Dans le prologue de l’ouvrage en français, le traducteur présente l’historien Hilaire Belloc et aide à saisir toute la portée de ces Grandes hérésies. Cette présentation replace l’auteur dans son époque et dans son contexte social et littéraire. Il n’est, en effet, pas du tout superflu de donner à connaître Belloc et de montrer quelle est son importance dans le débat d’idées entre les deux guerres.
Dans une introduction remarquable, Belloc commence par donner une définition de l’hérésie.

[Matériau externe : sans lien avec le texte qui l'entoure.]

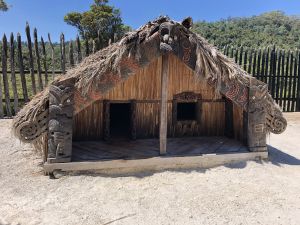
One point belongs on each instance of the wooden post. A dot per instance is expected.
(61, 100)
(256, 125)
(45, 61)
(229, 130)
(298, 86)
(52, 56)
(87, 47)
(163, 105)
(62, 53)
(133, 119)
(37, 57)
(13, 74)
(5, 78)
(21, 68)
(71, 54)
(31, 65)
(106, 120)
(294, 83)
(79, 56)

Plus qu’une définition, il s’agit, à dire vrai, d’une limpide synthèse philosohique : « l’hérésie est l’entreprise de démolition d’un corps de doctrine unifié et homogène par la négation d’un élément inséparable de l’ensemble ». Aussi si l’hérésie est d’abord manifeste dans le domaine religieux, elle peut parfaitement le déborder et se signaler sous un avatar plus profane. Cette introduction est capitale puisqu’elle fait du livre autre chose qu’un catalogue des hérésies ou une histoire de celles-ci.
Du reste, Belloc ne parle pas de toutes les hérésies – travail qui serait colossal ! – mais il choisit de grands moments de crise qui, selon lui, sont les plus importants et qui donnent davantage à comprendre la période contemporaine. Ainsi sont traités l’arianisme, l’islam (il s’agit pour lui d’une hérésie de l’extérieur), la crise albigeoise, celle de la Réforme, celle de la modernité et enfin l’entreprise de destruction contemporaine se manifestant à tous les plans de la vie en société.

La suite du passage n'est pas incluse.